Counsel submitted that the learned trial judge erred both in law and fact when he held that the retirement and pension rights had now natured as a result of the courts' judgment and were therefore due for payment. Mr. Masembe Kanyerezi cited Chitty on Contracts, volume 2, 26th edition, at page 807, where the learned editor state:

"The mere fact that the employee becomes a member of the end owner and pension scheme for the permanent staff of the employer raises no implied term that the employment cannot be determined on reasonable notice."

Counsel also cited Barclays Bank of Uganda Limited Staff Pension Fund Rules as contained in Exhibit D. 12. He submitted that Rule (3) of the Rules applies to the present case. That Rule provides that:

"No pension (other than a deferred pension) shall be granted to any official or messenger dismissed from the service of the Bank"

In response, Mr. Bitangaro contended that if this court finds that the trial judge was correct in holding that the dismissal of the respondent was wrongful and confirms the judgment in the court below, it will follow that respondent was entitled to his pension dues in full. Counsel further submitted that in that event, the court would find that these dues accrued immediately judgment was given. In Mr. Bitangaro's submission, Rule (3) of the Pension Rules did not apply to the respondent. Only the Rules which were contained in Part 13 of the same Rules applied.

I do not agree with the submission by counsel for the respondent that if this court had found that the trial judge was correct in holding that the dismissal of the respondent was wrongful and confirmed the judgment of the learned trial judge that it would follow that the respondent was entitled to his pension dues in full and that such dues would accrue immediately after judgment was given. The Barclays Bank of Uganda Limited Staff Pension Fund Rules provide in Rule (3) that:

"No pension (other than deferred pension) shall be granted to any official or messenger dismissed from the service of the Bank".

The trial judge erred in law and fact in failing to appreciate these provisions.

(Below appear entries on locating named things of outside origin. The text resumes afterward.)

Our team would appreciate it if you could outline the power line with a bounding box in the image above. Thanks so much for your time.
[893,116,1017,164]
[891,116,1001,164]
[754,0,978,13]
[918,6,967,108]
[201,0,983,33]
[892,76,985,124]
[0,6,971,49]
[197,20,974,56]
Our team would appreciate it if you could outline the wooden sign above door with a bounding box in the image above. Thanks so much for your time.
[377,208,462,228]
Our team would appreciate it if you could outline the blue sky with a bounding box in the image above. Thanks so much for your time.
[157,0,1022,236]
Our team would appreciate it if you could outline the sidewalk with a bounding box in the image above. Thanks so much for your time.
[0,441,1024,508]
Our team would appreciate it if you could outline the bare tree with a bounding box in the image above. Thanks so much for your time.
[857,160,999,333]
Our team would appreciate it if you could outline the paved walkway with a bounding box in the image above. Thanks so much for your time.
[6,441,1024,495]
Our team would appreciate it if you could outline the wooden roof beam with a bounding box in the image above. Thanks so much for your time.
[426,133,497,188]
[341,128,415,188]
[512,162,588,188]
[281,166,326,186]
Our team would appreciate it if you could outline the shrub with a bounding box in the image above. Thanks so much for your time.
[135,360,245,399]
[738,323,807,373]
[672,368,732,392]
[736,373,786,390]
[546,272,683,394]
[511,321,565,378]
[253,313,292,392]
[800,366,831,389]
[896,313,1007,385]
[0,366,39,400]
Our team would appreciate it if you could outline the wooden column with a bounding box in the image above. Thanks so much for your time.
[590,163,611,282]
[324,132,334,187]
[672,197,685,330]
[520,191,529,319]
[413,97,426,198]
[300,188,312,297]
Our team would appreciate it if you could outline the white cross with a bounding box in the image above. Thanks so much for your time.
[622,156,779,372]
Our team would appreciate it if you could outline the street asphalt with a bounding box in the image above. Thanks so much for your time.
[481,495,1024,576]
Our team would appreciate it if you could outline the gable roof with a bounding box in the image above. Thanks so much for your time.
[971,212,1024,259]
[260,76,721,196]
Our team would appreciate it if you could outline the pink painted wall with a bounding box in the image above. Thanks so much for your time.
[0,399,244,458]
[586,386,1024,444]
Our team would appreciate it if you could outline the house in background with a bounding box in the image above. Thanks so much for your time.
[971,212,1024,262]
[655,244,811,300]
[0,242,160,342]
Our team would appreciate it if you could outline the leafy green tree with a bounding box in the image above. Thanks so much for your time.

In my view, only deferred pension rights can be realised and moneys due under them become payable. From the evidence of the respondent which contradicted neither by the evidence non or the submissions on behalf of the appellant, both employer and the respondent contributed to the pension scheme. In my opinion, such contributions together constituted the deferred pension of the respondent at the time of his summary dismissal and, in my judgment, such deferred pension which had already and fully vested in the respondent at the time of his dismissal should be paid to him as of right.

Ground four succeeds in part. For the reasons I have given, and subject to my views on ground four, I would allow this appeal in part. I would set aside the judgment and decree by the High Court save as regards deferred pension. As the appellant has succeeded on three grounds and part of ground four, I would award the appellant 3/4 of the costs both here and in the High Court.

DATED AT MENGO....... 24th................ DAY OF............. February, .1999.